U kunt geconfigureerde instellingen voor automatisch schalen weergeven met behulp van Azure Resource Explorer.

  1. Ga naar Azure Resource Explorer

  2. Navigeer naar subscriptions ->SubscriptionName ->resource group ->microsoft.insights ->autoscalesettings - Naam> van beleid voor automatisch schalen: bijvoorbeeld . sfmc01-NT2

    U ziet iets dat er ongeveer als volgt uitziet in de navigatiestructuur:

    Voorbeeldstructuurweergave van Azure Resource Explorer

  3. Aan de rechterkant ziet u de volledige definitie van deze instelling voor automatisch schalen.

    In dit voorbeeld wordt automatisch schalen geconfigureerd met een regel voor uitschalen en inschalen op basis van CPU%.

    Details van azure Resource Explorer-voorbeeld van knooppunttype voor automatisch schalen

Problemen oplossen

Houd rekening met het volgende:

  • Gebeurtenissen voor automatisch schalen controleren die worden geactiveerd voor secundaire knooppunttypen van beheerde clusters

    1. Ga naar het activiteitenlogboek van het cluster
    2. Bekijk het activiteitenlogboek voor de voltooide bewerking Automatisch omhoog/omlaag schalen
  • Hoeveel VM's zijn geconfigureerd voor het knooppunttype en vindt de workload plaats op alle vm's of op slechts enkele vm's?

  • Zijn de drempelwaarden voor in- en uitschalen voldoende verschillend?

    Stel dat u een regel instelt om uit te schalen wanneer het gemiddelde CPU in vijf minuten groter is dan 50%, en om in te schalen wanneer het gemiddelde CPU lager is dan 50%. Deze instelling veroorzaakt een 'flapping'-probleem wanneer het CPU-gebruik dicht bij de drempelwaarde ligt, waarbij schaalacties voortdurend toenemen en de grootte van de set verkleinen.

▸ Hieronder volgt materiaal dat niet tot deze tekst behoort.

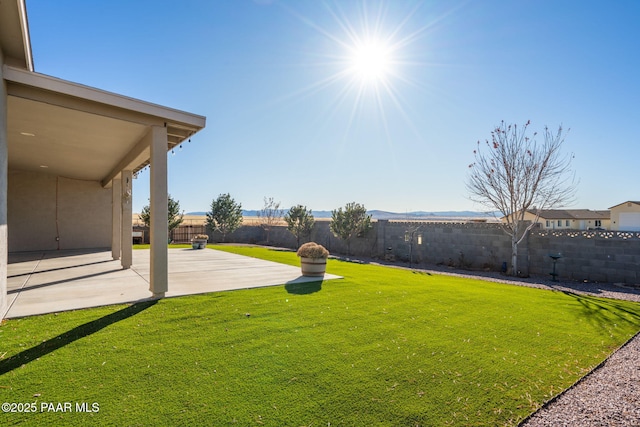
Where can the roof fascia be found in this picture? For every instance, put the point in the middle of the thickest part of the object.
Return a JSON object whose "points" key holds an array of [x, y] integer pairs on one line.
{"points": [[88, 93], [26, 37]]}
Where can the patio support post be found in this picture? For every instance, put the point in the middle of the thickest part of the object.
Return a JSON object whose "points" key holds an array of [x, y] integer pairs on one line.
{"points": [[4, 177], [116, 215], [159, 234], [126, 229]]}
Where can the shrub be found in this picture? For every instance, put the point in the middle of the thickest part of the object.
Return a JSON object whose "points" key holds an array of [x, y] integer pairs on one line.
{"points": [[312, 250]]}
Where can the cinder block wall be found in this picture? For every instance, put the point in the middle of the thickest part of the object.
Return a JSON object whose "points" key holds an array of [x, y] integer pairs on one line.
{"points": [[607, 256]]}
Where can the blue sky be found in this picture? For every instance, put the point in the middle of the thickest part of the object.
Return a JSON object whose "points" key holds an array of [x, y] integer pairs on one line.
{"points": [[291, 116]]}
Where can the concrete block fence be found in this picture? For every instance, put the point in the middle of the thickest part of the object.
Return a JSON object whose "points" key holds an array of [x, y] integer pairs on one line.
{"points": [[603, 256]]}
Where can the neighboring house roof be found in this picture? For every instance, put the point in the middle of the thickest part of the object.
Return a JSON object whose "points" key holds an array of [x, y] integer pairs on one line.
{"points": [[575, 214], [624, 203]]}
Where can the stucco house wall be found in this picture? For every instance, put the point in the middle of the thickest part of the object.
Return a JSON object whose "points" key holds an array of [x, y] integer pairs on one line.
{"points": [[630, 211], [48, 212]]}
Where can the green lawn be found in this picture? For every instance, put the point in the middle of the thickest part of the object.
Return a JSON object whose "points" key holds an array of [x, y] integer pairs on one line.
{"points": [[383, 346]]}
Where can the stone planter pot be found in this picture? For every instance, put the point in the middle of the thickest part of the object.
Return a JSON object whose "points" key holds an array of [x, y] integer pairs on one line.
{"points": [[313, 267], [198, 244]]}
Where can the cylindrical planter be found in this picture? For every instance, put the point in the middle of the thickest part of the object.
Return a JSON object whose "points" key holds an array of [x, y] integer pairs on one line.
{"points": [[313, 267]]}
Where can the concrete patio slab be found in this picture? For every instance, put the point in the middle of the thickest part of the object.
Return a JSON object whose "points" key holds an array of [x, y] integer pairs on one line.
{"points": [[47, 282]]}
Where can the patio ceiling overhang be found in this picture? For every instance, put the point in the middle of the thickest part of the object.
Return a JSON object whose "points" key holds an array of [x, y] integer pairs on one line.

Vanwege deze instelling probeert de service voor automatisch schalen 'flapping' te voorkomen, waardoor kan worden gemanifesteerd als niet schalen. Zorg er daarom voor dat de drempelwaarden voor uitschalen en inschalen voldoende verschillen om ruimte tussen het schalen toe te staan.

  • Kunt u een knooppunttype in- of uitschalen? Pas het aantal knooppunten op het niveau van het knooppunttype aan en zorg ervoor dat dit is voltooid. Een knooppunttype schalen in een beheerd cluster

  • Controleer uw Microsoft.ServiceFabric/managedclusters/nodetypes en Microsoft.Insights-resources in Azure Resource Explorer

    Azure Resource Explorer is een onmisbaar hulpprogramma voor probleemoplossing waarmee u de status van uw Azure Resource Manager-resources kunt zien. Klik op uw abonnement en bekijk de resourcegroep die u wilt oplossen. Zoek onder de ServiceFabric/managedclusters/clustername resourceprovider naar NodeTypes knooppunttypen die u hebt gemaakt en controleer de eigenschappen om te valideren of provisioningState is Succeeded. Ga vervolgens naar de resourceprovider Microsoft.Insights onder clustername en controleer of de regels voor automatisch schalen er goed uitzien.

  • Zijn de verzonden metrische waarden zoals verwacht? Get-AzMetric De PowerShell-module gebruiken om de metrische waarden van een resource op te halen en te controleren

Als u deze stappen hebt doorlopen en nog steeds problemen ondervindt met automatisch schalen, kunt u de volgende resources proberen: Een ondersteuningsaanvraag indienen. Wees voorbereid op het delen van de sjabloon en een weergave van uw prestatiegegevens.